Create an unstructured data stream and unstructured data lake object (UDLO) in Data 360 to ingest your organization’s content from Box Drive into Data 360. See the Unstructured Data File Formats and Connectors for a list of supported content.

User Permissions Needed 
To connect unstructured data from an external blob store:Data Cloud Architect

Before you begin:

  • Make sure that you’ve set up a Box connection, and you know the name of the Box connection.
  • Verify you have a list of Folder IDs for all the folders you want to ingest.
  1. From App Launcher, select Data Cloud.

  2. Click Data Lake Objects and then click New.

  3. Select the From External Files tile, and click Next.

  4. From the New Data Lake Object screen, choose the Box connector tile and click Next.

  5. From the Connection Details dropdown, choose the Box connection you previously created. Data Cloud auto-populates the source based on the connection that you select.

  6. Configure what content is ingested from the Box account you connected to Data Cloud. From Box Folders to Include: add a comma-separated list of the folder IDs containing the content you want to ingest. If left empty, all content in all folders is ingested.

  7. Optionally, you can apply filters to limit ingestion to the content you want. There are several filters available to use. When you use more than one filter (even more than one filter of the same type), each filter applied removes or includes content from the number of files that are ingested. If you apply filters and you see that no content is being ingested, it may be because your filters are too restrictive. If you see content you didn’t intend to see, it may be because your filters are too broad.

    Apply any or all of these filters:

    • File Types: Provide a comma-separated list of file extensions. Any file that matches the listed file extensions is included. If left empty, all file types are ingested. All file extensions are supported.
    • Included Labels: Provide a comma-separated list of labels. If one label is provided, any content tagged with the provided label is ingested. If multiple labels are listed, only content tagged with all labels is ingested. Note that this field is case-sensitive. With all labels, if you misspell a label, it is ignored.
    • Excluded Labels: Provide a comma-separated list of labels. If one label is provided, any content tagged with the provided label isn't ingested. If multiple labels are listed, only content tagged with all labels is excluded. Note that this field is case-sensitive. With all labels, if you misspell a label, it is ignored.
    • Creation Date: Select a date from the calendar widget. Any content created on, or after the selected date is ingested. You can only select one date.
    • Last Update Date: Select a date from the calendar widget.
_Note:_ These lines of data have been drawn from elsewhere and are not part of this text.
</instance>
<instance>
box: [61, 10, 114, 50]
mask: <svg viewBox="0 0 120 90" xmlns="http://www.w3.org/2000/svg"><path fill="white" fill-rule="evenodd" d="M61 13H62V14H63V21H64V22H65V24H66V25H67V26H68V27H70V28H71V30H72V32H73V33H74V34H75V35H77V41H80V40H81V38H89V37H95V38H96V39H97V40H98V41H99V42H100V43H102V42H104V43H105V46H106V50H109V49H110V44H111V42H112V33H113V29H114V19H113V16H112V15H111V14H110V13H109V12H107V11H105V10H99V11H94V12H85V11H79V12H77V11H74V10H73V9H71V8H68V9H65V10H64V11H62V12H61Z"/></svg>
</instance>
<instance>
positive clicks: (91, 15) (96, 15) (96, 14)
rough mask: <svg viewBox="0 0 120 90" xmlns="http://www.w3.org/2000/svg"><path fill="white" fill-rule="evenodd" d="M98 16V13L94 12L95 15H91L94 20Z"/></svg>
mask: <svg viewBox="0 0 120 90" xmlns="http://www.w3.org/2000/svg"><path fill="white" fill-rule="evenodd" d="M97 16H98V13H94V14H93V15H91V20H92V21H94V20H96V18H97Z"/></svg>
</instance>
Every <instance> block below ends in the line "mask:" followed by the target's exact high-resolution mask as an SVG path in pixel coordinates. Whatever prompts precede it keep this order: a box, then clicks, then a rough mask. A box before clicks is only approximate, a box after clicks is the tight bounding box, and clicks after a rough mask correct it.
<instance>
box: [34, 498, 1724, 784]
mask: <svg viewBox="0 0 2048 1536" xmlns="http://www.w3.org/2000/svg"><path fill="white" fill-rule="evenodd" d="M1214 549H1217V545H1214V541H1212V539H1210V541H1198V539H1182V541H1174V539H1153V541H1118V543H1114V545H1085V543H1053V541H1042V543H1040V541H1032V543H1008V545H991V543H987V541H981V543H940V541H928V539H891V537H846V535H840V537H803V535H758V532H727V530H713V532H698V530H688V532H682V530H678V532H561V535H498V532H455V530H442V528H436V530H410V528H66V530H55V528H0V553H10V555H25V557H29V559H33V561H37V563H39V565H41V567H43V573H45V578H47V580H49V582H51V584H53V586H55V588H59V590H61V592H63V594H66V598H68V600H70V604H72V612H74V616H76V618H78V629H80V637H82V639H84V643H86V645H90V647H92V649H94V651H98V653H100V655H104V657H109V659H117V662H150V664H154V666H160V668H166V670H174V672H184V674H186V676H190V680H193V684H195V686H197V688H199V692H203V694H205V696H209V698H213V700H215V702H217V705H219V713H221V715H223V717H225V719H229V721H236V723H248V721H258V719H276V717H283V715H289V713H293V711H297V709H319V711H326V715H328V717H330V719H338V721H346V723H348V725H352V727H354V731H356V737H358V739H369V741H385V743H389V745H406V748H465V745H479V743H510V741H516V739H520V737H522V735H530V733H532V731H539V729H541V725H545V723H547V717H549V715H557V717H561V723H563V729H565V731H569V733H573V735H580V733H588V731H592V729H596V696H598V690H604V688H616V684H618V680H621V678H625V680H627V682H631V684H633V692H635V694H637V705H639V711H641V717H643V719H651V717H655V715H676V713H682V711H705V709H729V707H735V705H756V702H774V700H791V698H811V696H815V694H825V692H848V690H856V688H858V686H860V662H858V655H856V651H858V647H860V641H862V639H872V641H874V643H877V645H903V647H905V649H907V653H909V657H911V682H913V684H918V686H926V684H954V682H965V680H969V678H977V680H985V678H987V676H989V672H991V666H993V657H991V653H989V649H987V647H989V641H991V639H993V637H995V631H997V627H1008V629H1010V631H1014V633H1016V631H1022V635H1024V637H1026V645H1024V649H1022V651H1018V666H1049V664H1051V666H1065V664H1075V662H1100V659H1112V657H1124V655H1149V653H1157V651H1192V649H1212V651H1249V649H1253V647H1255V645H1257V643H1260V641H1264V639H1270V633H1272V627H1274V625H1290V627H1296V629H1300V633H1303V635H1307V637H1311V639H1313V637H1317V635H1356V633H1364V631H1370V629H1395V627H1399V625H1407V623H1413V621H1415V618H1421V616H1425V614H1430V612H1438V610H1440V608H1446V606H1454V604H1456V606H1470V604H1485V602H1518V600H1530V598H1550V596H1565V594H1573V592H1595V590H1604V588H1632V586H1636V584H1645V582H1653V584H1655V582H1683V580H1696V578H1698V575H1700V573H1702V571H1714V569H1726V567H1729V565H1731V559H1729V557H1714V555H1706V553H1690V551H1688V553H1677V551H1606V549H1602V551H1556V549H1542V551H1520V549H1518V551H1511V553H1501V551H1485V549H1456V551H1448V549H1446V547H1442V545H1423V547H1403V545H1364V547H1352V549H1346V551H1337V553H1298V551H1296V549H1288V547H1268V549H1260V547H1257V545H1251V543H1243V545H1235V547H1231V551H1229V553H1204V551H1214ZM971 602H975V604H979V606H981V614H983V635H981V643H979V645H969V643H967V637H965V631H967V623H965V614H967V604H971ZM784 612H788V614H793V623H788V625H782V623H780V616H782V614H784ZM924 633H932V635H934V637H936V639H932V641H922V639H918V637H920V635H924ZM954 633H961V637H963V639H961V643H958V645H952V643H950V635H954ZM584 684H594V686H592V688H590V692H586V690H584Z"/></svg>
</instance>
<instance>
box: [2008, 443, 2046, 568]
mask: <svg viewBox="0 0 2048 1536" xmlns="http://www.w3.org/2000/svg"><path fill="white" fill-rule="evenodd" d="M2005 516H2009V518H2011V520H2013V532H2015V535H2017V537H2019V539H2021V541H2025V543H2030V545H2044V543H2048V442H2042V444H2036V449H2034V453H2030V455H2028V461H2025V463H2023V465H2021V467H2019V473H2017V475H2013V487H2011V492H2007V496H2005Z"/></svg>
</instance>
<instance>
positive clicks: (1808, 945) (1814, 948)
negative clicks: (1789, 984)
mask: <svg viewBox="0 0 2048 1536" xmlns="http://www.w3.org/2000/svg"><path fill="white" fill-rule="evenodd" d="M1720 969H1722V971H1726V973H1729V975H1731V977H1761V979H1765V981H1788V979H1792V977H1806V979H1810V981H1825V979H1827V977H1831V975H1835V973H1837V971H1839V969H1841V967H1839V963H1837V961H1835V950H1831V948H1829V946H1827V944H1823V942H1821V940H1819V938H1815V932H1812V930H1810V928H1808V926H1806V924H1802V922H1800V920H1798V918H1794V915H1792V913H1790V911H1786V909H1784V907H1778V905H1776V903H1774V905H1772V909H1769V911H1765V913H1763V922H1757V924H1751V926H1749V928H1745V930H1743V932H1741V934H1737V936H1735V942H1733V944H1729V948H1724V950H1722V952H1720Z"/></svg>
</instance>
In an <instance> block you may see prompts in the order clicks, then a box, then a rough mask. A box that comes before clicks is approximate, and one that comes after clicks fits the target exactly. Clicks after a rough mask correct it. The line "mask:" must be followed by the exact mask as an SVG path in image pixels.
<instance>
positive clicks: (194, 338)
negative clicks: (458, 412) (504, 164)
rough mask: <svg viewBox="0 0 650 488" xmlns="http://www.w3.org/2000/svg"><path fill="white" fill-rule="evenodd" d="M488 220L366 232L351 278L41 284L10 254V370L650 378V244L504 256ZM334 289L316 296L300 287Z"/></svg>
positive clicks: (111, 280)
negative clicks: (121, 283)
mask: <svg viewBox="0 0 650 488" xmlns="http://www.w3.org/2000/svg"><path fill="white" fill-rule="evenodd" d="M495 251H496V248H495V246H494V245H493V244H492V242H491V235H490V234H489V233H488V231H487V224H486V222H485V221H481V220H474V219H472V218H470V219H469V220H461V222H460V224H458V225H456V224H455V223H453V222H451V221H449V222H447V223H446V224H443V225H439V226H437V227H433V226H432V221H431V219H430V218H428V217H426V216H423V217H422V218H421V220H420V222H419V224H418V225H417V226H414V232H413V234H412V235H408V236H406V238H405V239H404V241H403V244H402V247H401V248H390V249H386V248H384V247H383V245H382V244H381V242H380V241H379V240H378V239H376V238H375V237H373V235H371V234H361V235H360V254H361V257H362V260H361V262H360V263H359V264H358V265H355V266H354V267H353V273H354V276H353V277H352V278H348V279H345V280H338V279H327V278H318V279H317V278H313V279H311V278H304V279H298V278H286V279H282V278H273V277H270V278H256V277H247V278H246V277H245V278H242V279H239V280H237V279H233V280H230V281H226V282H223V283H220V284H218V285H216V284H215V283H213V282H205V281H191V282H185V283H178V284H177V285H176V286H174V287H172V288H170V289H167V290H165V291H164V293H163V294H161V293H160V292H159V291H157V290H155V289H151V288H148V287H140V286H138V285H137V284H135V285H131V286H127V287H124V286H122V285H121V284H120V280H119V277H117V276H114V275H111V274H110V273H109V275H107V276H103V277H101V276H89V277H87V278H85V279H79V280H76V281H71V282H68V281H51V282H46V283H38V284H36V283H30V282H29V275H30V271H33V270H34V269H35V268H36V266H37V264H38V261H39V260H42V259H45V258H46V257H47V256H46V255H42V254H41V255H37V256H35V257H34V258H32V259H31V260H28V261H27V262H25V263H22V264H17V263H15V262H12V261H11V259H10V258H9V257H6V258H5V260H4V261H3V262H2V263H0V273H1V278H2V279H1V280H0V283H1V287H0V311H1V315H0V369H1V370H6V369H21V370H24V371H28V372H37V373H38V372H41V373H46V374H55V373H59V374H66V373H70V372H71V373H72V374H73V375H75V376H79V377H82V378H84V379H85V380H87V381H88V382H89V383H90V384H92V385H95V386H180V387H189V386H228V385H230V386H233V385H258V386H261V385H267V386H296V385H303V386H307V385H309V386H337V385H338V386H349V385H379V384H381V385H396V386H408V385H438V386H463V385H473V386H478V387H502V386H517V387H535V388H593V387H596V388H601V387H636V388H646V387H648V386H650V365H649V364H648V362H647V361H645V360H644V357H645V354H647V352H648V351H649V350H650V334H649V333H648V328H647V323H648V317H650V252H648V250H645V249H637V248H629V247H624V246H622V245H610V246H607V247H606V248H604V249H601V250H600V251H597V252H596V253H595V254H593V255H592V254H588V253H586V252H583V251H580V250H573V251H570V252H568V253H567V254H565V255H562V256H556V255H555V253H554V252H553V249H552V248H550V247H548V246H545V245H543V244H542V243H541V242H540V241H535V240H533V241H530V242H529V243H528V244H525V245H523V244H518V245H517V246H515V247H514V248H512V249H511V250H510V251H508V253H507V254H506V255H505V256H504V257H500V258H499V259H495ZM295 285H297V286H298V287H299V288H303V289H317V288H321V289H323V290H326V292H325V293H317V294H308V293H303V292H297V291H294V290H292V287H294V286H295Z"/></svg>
Any content updated on, or after the selected date is ingested. You can only select one date.
  8. Click Next. The connector runs by default every two hours. You can monitor sync status in Data Stream status.

  9. Add an Object Name and an Object API Name for the UDLO. See Data Lake Object Naming Standards. Make sure that the object API name is unique. The API name field autopopulates based on the object name.

  10. In the Unstructured Data Model Object Mapping section, select New.

  11. From the Data Space Dropdown, leave the selection as Default.

  12. For the UDMO mapping, enter an Object Name and an Object API Name. See Data Lake Object Naming Standards. Make sure that the object API name is unique. The API name field autopopulates based on the object name.

  13. Optionally, select the Enable Unstructured Content Harmonization with system defaults checkbox to turn on content harmonization for the UDMO. You can leave content harmonization turned off for now and turn on content harmonization later.
    If you are using this feature, go to the Feature Manager and turn on both content harmonization and rendering.

    When you turn on content harmonization, you turn on collection of content viewer engagement data.

  14. Select Next.

  15. In the Search Index Configuration section, leave the checkbox selected to Enable Semantic Search with System Defaults. The system default settings automatically select text fields and apply a chunking strategy for each field. Deselect the checkbox to create a search index configuration later.

  16. Leave the remaining fields as-is to use the default settings, or rename and change the Search Configuration details and objects to make changes.

  17. Save your work. The data stream ingests data from your Box drive into an unstructured data lake object (UDLO) and maps it to an unstructured data model object (UDMO). From this UDMO, a search index is created that can now be used to ground AI-generated responses.